Le pasteur Paul Mukendi, fondateur du Centre évangélique “Parole de Vie”, a été enlevé jeudi soir juste après le culte dans son église de Kinshasa. Selon le média Ouragan FM sur Twitter qui cite sa conseillère en communication, le prédicateur a été emmené par une quarantaine d’hommes armés qui ont encerclé l’édifice religieux.
Un enlèvement dans un contexte de controverses
Connu pour ses prises de position parfois politiques et critiques envers l’Occident, le pasteur Paul Mukendi fait l’objet de nombreuses controverses depuis plusieurs années.

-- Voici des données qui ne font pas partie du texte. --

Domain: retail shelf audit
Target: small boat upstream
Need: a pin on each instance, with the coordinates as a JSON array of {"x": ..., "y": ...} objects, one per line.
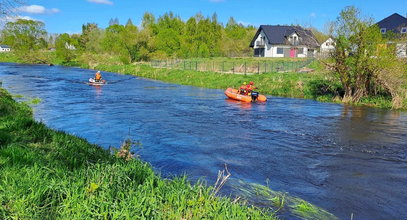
[
  {"x": 93, "y": 82},
  {"x": 253, "y": 97}
]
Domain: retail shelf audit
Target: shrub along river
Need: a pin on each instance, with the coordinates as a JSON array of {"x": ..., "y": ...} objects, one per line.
[{"x": 341, "y": 158}]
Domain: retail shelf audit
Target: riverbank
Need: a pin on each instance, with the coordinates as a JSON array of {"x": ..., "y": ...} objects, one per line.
[
  {"x": 318, "y": 85},
  {"x": 48, "y": 174}
]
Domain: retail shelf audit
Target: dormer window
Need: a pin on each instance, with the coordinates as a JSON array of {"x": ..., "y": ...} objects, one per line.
[{"x": 383, "y": 30}]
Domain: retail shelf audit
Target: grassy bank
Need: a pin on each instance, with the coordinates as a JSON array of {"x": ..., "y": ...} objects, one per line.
[
  {"x": 318, "y": 85},
  {"x": 47, "y": 174}
]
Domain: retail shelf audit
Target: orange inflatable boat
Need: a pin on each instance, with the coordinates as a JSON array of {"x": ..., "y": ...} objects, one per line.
[{"x": 232, "y": 93}]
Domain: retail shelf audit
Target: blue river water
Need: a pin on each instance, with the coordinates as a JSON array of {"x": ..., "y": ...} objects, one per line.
[{"x": 347, "y": 160}]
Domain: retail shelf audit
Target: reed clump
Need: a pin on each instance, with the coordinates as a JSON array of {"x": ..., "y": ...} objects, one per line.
[{"x": 47, "y": 174}]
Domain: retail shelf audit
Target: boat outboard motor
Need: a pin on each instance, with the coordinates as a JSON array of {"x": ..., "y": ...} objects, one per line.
[{"x": 254, "y": 96}]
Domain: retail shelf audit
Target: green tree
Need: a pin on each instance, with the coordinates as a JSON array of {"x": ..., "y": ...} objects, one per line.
[
  {"x": 362, "y": 59},
  {"x": 91, "y": 38},
  {"x": 25, "y": 35},
  {"x": 63, "y": 51}
]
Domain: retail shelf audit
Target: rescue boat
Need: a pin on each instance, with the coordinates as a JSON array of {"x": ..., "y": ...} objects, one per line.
[
  {"x": 253, "y": 97},
  {"x": 93, "y": 82}
]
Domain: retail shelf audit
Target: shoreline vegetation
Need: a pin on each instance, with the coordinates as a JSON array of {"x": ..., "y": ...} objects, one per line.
[
  {"x": 49, "y": 174},
  {"x": 317, "y": 85}
]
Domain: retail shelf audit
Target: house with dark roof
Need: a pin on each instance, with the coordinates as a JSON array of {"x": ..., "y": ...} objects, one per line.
[
  {"x": 396, "y": 24},
  {"x": 284, "y": 41},
  {"x": 4, "y": 48}
]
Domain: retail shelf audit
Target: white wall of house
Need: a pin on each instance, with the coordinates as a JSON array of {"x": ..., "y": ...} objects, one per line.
[
  {"x": 327, "y": 46},
  {"x": 401, "y": 50},
  {"x": 4, "y": 49},
  {"x": 278, "y": 50}
]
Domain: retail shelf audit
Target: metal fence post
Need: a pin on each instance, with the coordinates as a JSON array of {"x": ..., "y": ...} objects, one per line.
[{"x": 258, "y": 68}]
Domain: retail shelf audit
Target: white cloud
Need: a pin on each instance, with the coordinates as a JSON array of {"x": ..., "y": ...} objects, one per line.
[
  {"x": 313, "y": 15},
  {"x": 105, "y": 2},
  {"x": 15, "y": 18},
  {"x": 244, "y": 23},
  {"x": 36, "y": 9}
]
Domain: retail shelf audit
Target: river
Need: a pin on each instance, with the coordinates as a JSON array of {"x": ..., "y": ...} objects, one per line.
[{"x": 347, "y": 160}]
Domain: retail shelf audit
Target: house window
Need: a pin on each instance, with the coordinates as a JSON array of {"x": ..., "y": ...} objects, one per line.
[{"x": 383, "y": 30}]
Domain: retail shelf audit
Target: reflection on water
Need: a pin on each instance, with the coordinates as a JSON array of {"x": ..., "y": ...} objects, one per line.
[{"x": 344, "y": 159}]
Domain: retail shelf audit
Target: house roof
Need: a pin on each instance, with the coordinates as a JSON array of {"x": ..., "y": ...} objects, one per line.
[
  {"x": 394, "y": 22},
  {"x": 277, "y": 34}
]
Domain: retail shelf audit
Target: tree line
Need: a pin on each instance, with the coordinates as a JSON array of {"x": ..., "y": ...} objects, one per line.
[{"x": 167, "y": 36}]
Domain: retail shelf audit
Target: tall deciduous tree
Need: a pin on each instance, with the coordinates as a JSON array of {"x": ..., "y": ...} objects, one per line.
[
  {"x": 63, "y": 49},
  {"x": 357, "y": 40},
  {"x": 364, "y": 62}
]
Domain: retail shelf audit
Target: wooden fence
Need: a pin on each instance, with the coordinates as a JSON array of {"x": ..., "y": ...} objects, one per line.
[{"x": 234, "y": 67}]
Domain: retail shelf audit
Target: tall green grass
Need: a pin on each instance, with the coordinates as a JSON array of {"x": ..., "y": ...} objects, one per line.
[{"x": 46, "y": 174}]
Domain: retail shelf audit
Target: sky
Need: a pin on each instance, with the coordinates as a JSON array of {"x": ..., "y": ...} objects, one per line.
[{"x": 67, "y": 16}]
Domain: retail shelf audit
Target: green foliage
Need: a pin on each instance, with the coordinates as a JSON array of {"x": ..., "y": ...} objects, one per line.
[
  {"x": 63, "y": 52},
  {"x": 52, "y": 175},
  {"x": 24, "y": 35}
]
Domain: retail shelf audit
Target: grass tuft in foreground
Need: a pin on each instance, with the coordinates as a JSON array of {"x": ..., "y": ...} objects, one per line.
[{"x": 46, "y": 174}]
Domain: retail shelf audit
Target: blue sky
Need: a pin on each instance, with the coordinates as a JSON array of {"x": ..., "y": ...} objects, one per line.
[{"x": 62, "y": 16}]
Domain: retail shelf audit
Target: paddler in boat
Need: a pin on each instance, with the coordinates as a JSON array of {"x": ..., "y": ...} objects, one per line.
[
  {"x": 98, "y": 76},
  {"x": 250, "y": 88},
  {"x": 242, "y": 89}
]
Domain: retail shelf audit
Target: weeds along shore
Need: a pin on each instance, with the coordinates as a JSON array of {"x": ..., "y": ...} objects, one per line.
[
  {"x": 318, "y": 85},
  {"x": 49, "y": 174}
]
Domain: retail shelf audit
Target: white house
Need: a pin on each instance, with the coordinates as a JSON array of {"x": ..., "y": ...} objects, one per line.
[
  {"x": 284, "y": 41},
  {"x": 327, "y": 46},
  {"x": 69, "y": 46},
  {"x": 4, "y": 48}
]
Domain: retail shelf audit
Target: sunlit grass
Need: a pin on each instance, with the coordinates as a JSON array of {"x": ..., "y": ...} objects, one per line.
[{"x": 46, "y": 174}]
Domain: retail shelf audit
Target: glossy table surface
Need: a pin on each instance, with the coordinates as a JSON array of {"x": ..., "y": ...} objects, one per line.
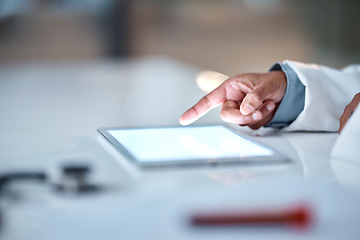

En 2019, il avait été condamné à 8 ans de prison au Canada pour des agressions sexuelles sur mineure, des menaces de mort et de la fraude fiscale.
Avant d’entamer sa peine, il avait fui au Congo en 2021, profitant de l’absence de traité d’extradition entre les deux pays. Depuis, il continue librement ses activités religieuses à Kinshasa, malgré les vives critiques sur ses pratiques jugées sectaires et manipulatrices.
L’intervention des autorités congolaises
Selon les informations recueillies, une quarantaine d’hommes armés ont encerclé l’église du pasteur Mukendi jeudi soir, juste après le culte, pour l’enlever. “Les militaires ont encerclé l’église et ont enlevé le pasteur. Ils veulent le pasteur”, a dénoncé un proche du prédicateur.
Les autorités congolaises n’ont pas encore communiqué sur cet événement. Cependant, il semble que le pasteur Mukendi ait été conduit au siège du Conseil National de Sécurité (CNS).
Des réactions contrastées
Cet enlèvement suscite des réactions contrastées au sein de la société congolaise. Certains condamnent fermement cette action, y voyant une atteinte à la liberté de culte, tandis que d’autres saluent l’intervention des forces de l’ordre contre un prédicateur controversé.
“Nous demandons la libération immédiate du pasteur Mukendi. C’est une atteinte inacceptable à la liberté de religion”, a réagi un proche du prédicateur.
De leur côté, des observateurs estiment que cet enlèvement pourrait être lié aux critiques du pasteur envers le nouveau gouvernement Suminwa II, qu’il juge peu inspirant.